Anishinabek storyteller to receive the Civitas Award

Chippewas of Rama and Golden Lake Elder and storyteller Mark Douglas will be recognized with the Civitas Award for his significant contributions to Indigenous education at Lakehead University at the university’s Orillia campus convocation ceremony on June 8. Photo supplied.

By Rick Garrick

ORILLIA—Chippewas of Rama and Golden Lake Elder and storyteller Mark Douglas is looking forward to his upcoming recognition with the Civitas Award at Lakehead University’s Orillia campus convocation ceremony on June 8.

“It was a surprise,” says Douglas, noting that he has shared his stories and teachings at the university’s Faculty of Education for about 11 years. “My wife and I both go and we do a cross-cultural piece helping them to understand who we are as a people and how to work with us. We talk about consensus versus majority rule, talk about restorative justice as an element and how things are in Rama.”

Douglas also speaks about the Mnjikaning Fish Weirs that were used for millennia to provide food for the community.

“They’re 5,000 years old,” Douglas says. “It was the largest wooden fish fence operation on Turtle Island. The fish came through the narrows every spring and fall, the whitefish coming through until the last part of November. It was a very powerful place, we’re talking about 300-600 families all showing up and working together.”

Douglas is recognized for his varied career path, including positions as a police officer, welfare officer and addictions counsellor.

“I worked for Rama for 10 years on the project team for Casino Rama,” Douglas says. “Prior to that, I was the executive director of the Ogemawahj Tribal Council for three years, prior to that I worked with the Native Community Branch of the Ministry of Citizenship and Culture.”

Douglas is recognized for understanding different perspectives and learning how to help others achieve their goals and assist them in seeing their potential.

“I’m of the loon clan and I’m pretty confident the loon sees life in a very particular way,” Douglas says. “We have to listen real hard to hear the other six clans and how they see life, and it’s always a little different, sometimes big time different and sometimes it’s just a subtle difference. Learning to accept the way [others] see life, rather than arguing, is really the point we are trying to make, and how to build consensus versus ‘my way is the right way and your way is wrong’.”

Douglas is also recognized for using his skills to support youth and encourage social interaction and cultural teaching.

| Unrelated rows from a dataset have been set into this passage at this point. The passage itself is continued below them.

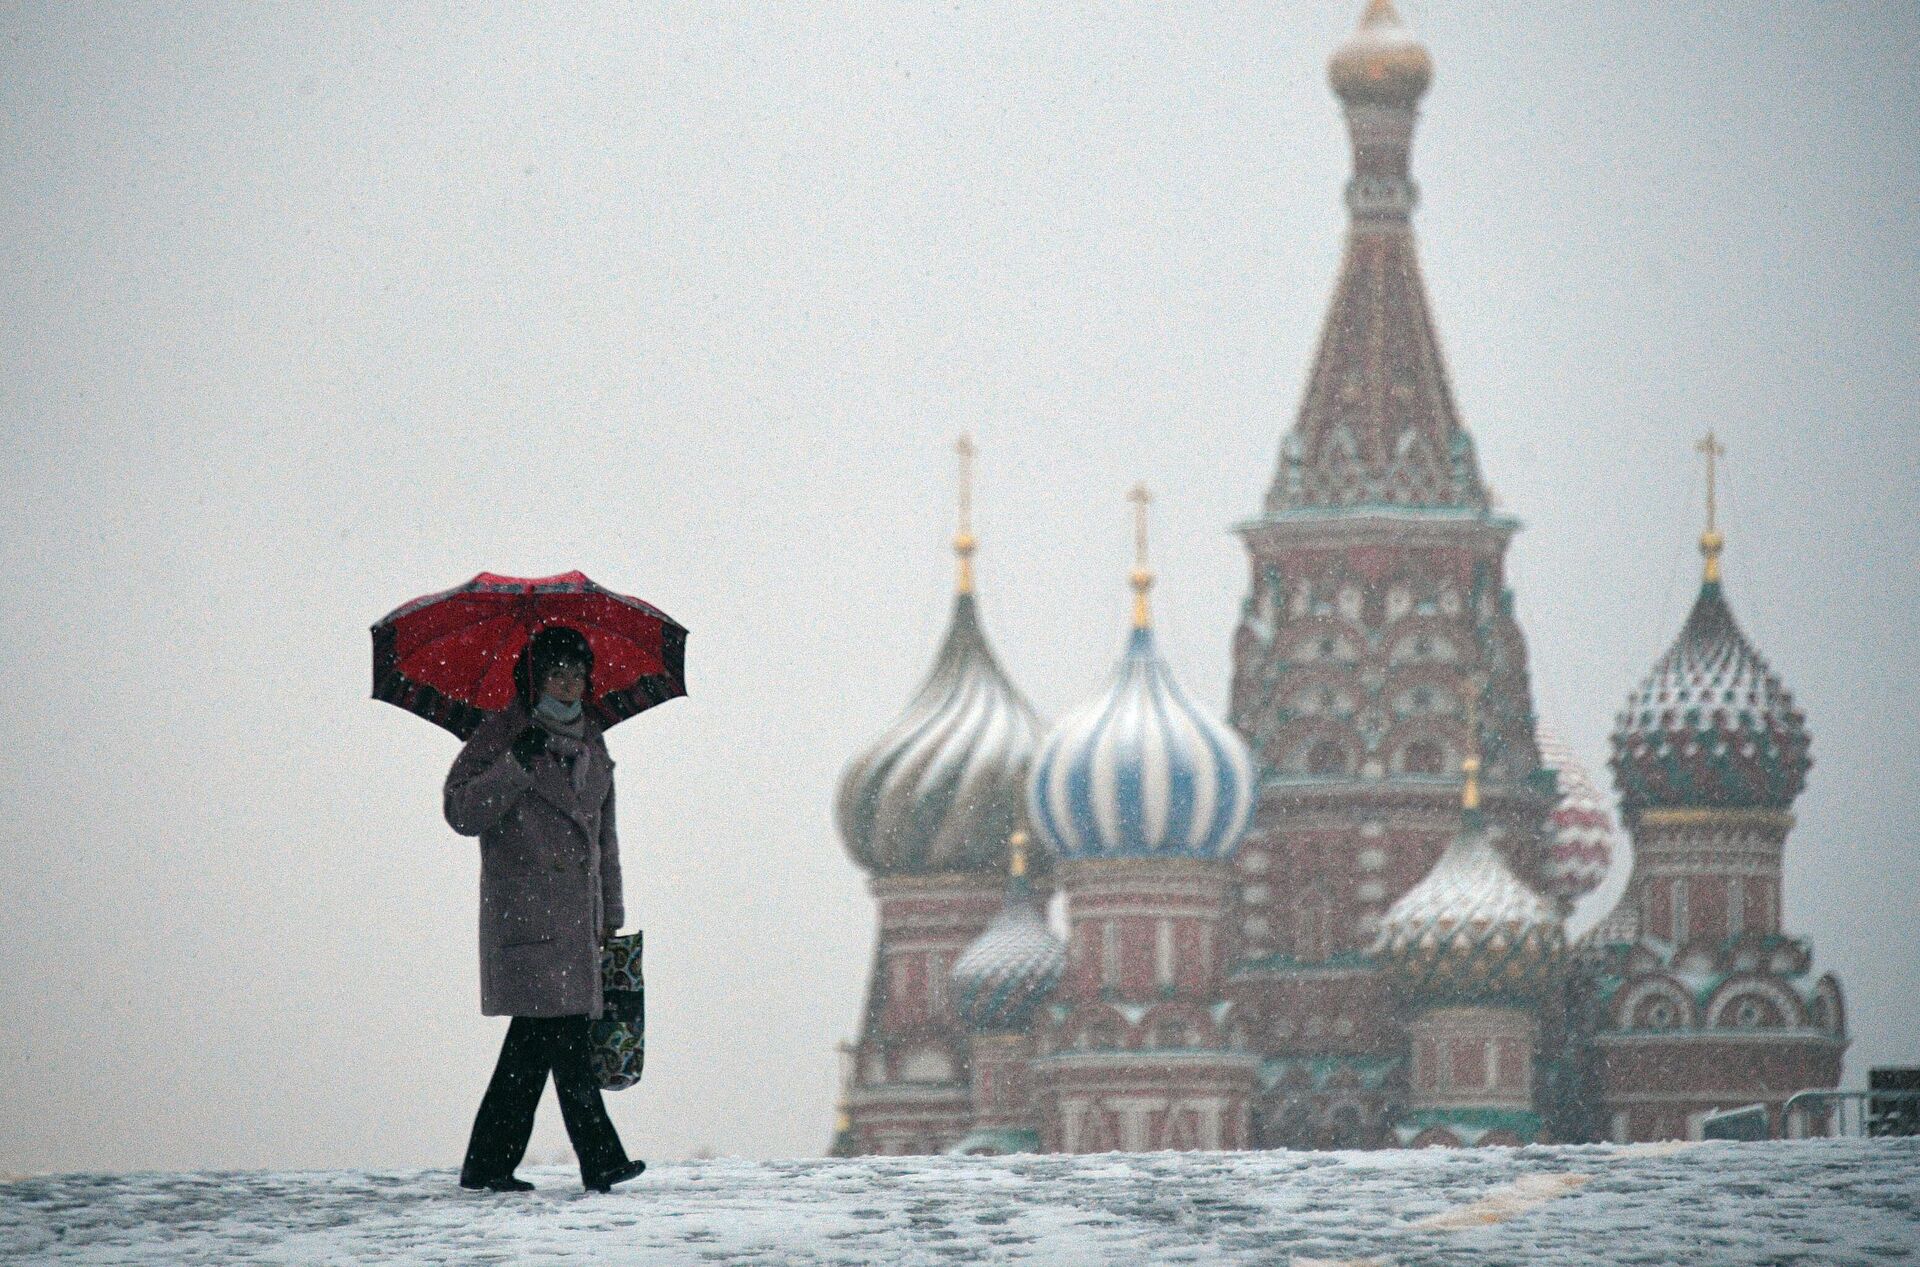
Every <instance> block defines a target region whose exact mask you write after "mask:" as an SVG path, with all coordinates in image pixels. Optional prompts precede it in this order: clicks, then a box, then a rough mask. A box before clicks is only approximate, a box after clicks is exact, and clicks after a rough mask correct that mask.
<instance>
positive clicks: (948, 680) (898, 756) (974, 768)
mask: <svg viewBox="0 0 1920 1267" xmlns="http://www.w3.org/2000/svg"><path fill="white" fill-rule="evenodd" d="M962 455H964V457H970V455H972V449H970V447H968V445H966V442H962ZM962 505H964V501H962ZM954 551H956V553H958V557H960V586H958V587H960V593H958V595H956V597H954V610H952V620H950V622H948V626H947V639H945V641H943V643H941V653H939V657H937V658H935V662H933V672H931V674H927V680H925V681H924V683H922V685H920V691H918V693H916V695H914V699H912V703H908V705H906V710H904V712H902V714H900V718H899V720H897V722H895V724H893V728H891V729H887V733H885V735H881V737H879V741H877V743H874V747H870V749H868V751H866V753H862V754H860V756H856V758H852V760H851V762H849V764H847V770H845V774H841V785H839V799H837V802H835V818H837V822H839V831H841V837H843V839H845V841H847V852H851V854H852V860H854V862H858V864H860V866H862V868H866V870H868V872H872V873H874V875H941V873H956V872H1002V870H1004V868H1006V860H1004V858H1006V839H1008V837H1010V835H1012V833H1014V829H1016V827H1020V825H1021V822H1023V804H1025V777H1027V766H1029V762H1031V760H1033V749H1035V745H1037V743H1039V735H1041V722H1039V718H1037V716H1035V714H1033V706H1031V705H1027V701H1025V699H1023V697H1021V693H1020V691H1018V689H1016V687H1014V683H1012V681H1008V678H1006V674H1004V672H1002V670H1000V664H998V660H995V657H993V649H991V647H989V645H987V634H985V632H983V630H981V624H979V610H977V607H975V601H973V568H972V555H973V538H972V534H970V532H968V530H966V514H964V511H962V530H960V536H958V538H956V541H954Z"/></svg>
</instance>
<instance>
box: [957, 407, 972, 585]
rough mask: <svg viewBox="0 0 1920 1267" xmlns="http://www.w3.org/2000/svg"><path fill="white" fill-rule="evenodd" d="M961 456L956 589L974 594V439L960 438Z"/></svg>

“What we’re really taking about is life and how to get involved, easing yourself into community, doing the walk about, going to the store, talking to the older people,” Douglas says. “We talked a little bit about the shyness of our people — it takes a while for them to warm up a bit before we’re comfortable in knowing who you are and we are able to speak.”

Douglas is being recognized during the convocation ceremony along with Charles Pachter, an internationally recognized contemporary artist who studied French literature at the Sorbonne in Paris, painting and graphics at the Cranbrook Academy of Art in Michigan and art history at the University of Toronto.

“Mark has made significant contributions to Indigenous education at Lakehead University, ensuring that Indigenous peoples and their perspectives assume a rightful place in education teacher training in Ontario,” says Dean Jobin-Bevans, principal at Lakehead University’s Orillia Campus.

Fort William Elder Marlene Pierre; Tanya Talaga, author of Seven Fallen Feathers and All Our Relations: Finding The Path Forward; Gwen O’Reilly, a Lakehead University HBSc Forestry graduate who helped start up the university’s first women’s centre ; and Colin Bruce, former publisher and general manager of The Chronicle-Journal, will also be recognized on June 1 at Lakehead University’s Thunder Bay campus convocation ceremony.